Ils disent ne pas comprendre pourquoi elle est morte et surtout n'y être pour rien. Toutefois Noémie Villard étouffera quelques sanglots à deux reprises, quand l'expert psychiatre évoquera Hafsa, lui souriant tandis qu'elle l'allaitait et quand les médecins légistes détailleront les blessures retrouvées sur le corps de l'enfant-martyr, syndrome du bébé secoué et perforation de l'intestin, suivi d'une péritonite ayant conduit à son décès.  

"Le salafisme a contribué à la mort d'Hafsa." - Dounia Bouzar, anthropologue

Dounia Bouzar, anthropologue, spécialiste de la radicalisation, a déposé durant plus de deux heures, mardi, devant la cour d'assises.
Dounia Bouzar, anthropologue, spécialiste de la radicalisation, a déposé durant plus de deux heures, mardi, devant la cour d'assises. © Radio France - Véronique Pueyo

Pour comprendre la rigidité de ce couple, converti au salafisme, la cour a eu l’éclairage de l'anthropologue Dounia Bouzar, spécialiste de la radicalisation. Pour elle, cette pratique a conduit à la mort d'Hafsa ."Les salafistes voient le diable partout. Leurs enfants n'ont pas le droit de s'amuser, d'écouter de la musique, de s'éveiller à la vie. Les droits de l'enfant sont bafoués avec le salafisme.  Il faudrait que les travailleurs sociaux soient formés pour appréhender ce milieu très fermé et qui sait très bien maquiller ses véritables intentions." explique Dounia Bouzar.

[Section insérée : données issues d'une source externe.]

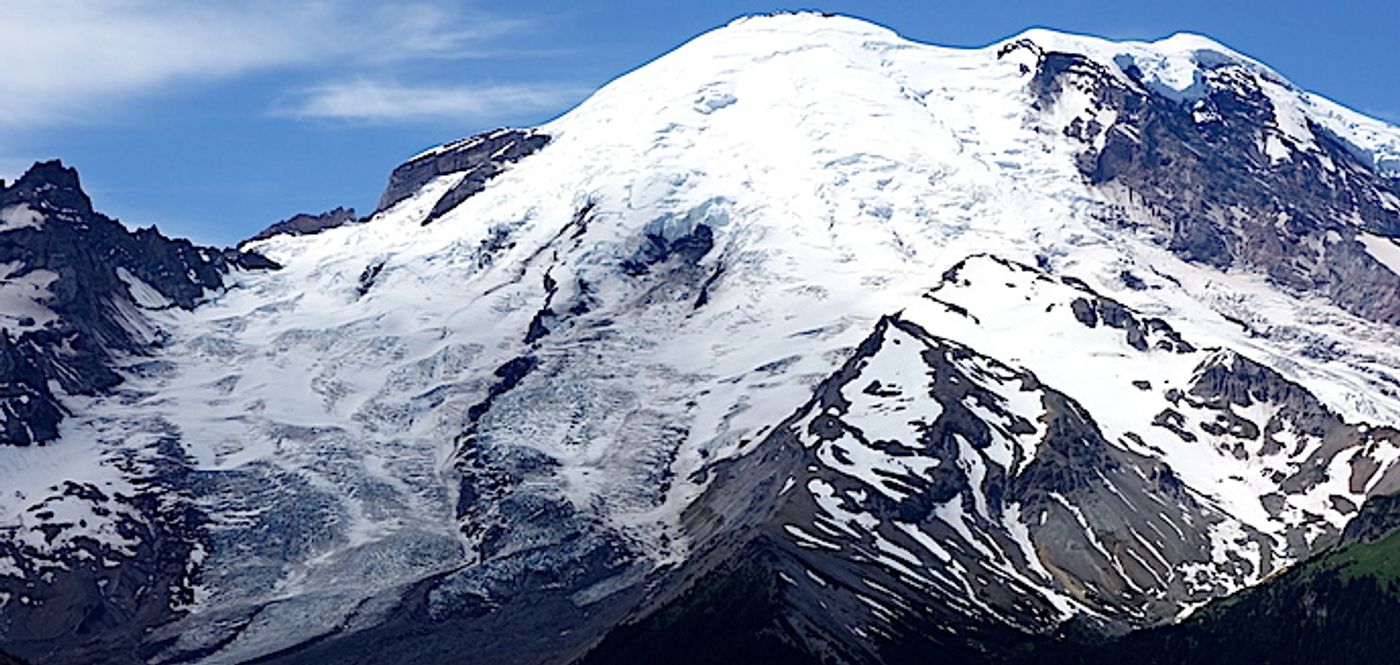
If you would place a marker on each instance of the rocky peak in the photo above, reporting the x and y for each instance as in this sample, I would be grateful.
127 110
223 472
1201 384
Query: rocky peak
51 185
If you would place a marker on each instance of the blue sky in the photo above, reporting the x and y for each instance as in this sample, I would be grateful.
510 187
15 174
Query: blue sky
213 119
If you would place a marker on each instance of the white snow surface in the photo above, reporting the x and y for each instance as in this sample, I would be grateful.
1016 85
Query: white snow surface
842 170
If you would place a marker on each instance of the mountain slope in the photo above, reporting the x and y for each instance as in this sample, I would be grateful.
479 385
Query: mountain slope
928 346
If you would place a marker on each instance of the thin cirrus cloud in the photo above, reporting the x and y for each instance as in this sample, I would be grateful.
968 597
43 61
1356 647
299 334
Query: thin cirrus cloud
380 101
74 60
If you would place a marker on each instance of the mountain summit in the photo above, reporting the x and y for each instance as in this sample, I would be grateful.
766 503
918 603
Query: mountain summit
801 343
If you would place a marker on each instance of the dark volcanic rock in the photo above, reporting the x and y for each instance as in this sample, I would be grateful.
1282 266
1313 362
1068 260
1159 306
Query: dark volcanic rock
480 157
1217 195
308 224
90 263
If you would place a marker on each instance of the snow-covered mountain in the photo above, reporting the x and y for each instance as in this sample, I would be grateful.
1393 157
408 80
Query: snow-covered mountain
1053 338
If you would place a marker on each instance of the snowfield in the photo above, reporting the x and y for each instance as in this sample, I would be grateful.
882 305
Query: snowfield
329 410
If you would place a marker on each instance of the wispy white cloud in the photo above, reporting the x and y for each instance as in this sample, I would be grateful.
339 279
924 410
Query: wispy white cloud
76 60
380 101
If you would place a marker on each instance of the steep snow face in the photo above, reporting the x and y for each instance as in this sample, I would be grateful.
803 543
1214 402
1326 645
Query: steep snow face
529 389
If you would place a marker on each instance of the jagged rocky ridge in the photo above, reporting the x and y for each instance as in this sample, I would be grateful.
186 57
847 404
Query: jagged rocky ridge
801 308
73 283
307 224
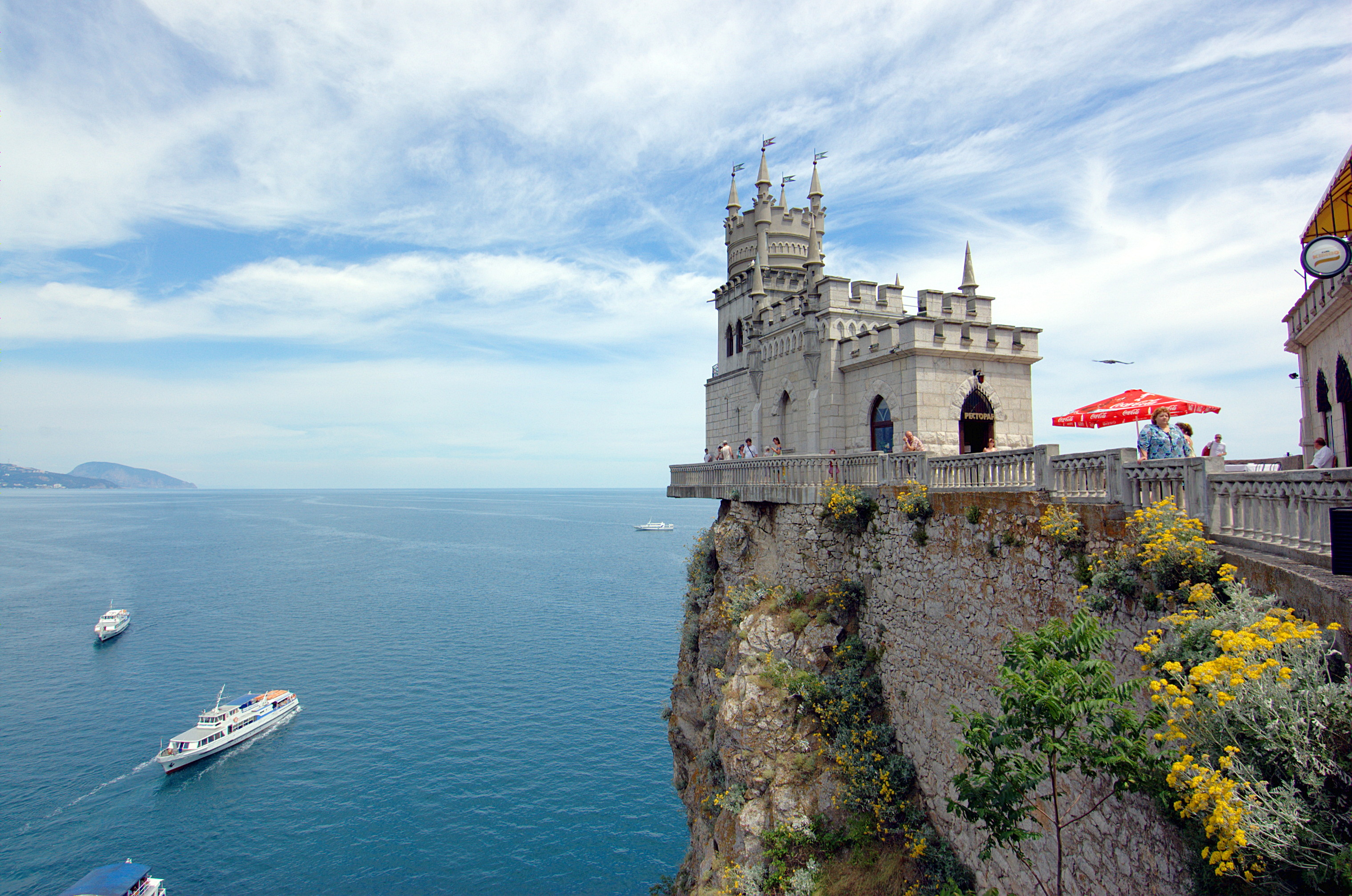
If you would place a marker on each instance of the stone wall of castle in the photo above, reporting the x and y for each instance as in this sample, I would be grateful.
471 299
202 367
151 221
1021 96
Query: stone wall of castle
940 611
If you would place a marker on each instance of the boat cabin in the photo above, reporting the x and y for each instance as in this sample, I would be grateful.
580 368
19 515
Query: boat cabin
126 879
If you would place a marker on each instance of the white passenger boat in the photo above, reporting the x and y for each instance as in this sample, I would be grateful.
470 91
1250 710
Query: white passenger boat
113 623
226 725
128 879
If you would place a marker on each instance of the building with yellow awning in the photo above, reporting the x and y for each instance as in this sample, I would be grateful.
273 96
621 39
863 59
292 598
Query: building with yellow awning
1320 327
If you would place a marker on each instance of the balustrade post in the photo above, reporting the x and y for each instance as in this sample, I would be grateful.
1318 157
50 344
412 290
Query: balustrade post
1043 456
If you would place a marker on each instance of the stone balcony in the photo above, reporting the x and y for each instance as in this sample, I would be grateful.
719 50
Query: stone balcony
1279 513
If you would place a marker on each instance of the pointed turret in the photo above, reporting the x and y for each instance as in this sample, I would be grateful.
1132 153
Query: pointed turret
763 182
814 191
969 278
814 262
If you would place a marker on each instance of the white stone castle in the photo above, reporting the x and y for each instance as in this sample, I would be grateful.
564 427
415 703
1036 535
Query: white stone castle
829 364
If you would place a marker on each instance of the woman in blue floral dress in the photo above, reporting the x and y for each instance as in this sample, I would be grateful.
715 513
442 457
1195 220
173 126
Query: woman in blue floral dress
1159 438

Des services sociaux défaillants ?

Au delà des actes reprochés aux parents, convertis au salafisme, ce procès pose également la question de la défaillance des services sociaux. Car Hafsa aurait pu être sauvée si la chaîne des responsabilités n'avait pas déraillé. En effet, à deux mois, l'enfant qui a déjà été conduite deux fois aux urgences, est placée en pouponnière. Elle y restera 10 mois. Mais l’enquête pour maltraitance est classée sans suite et la juge des enfants décide du retour du bébé chez ses parents, retour assorti d'une AEMO, aide éducative en milieu ouvert, le 5 octobre 2016.  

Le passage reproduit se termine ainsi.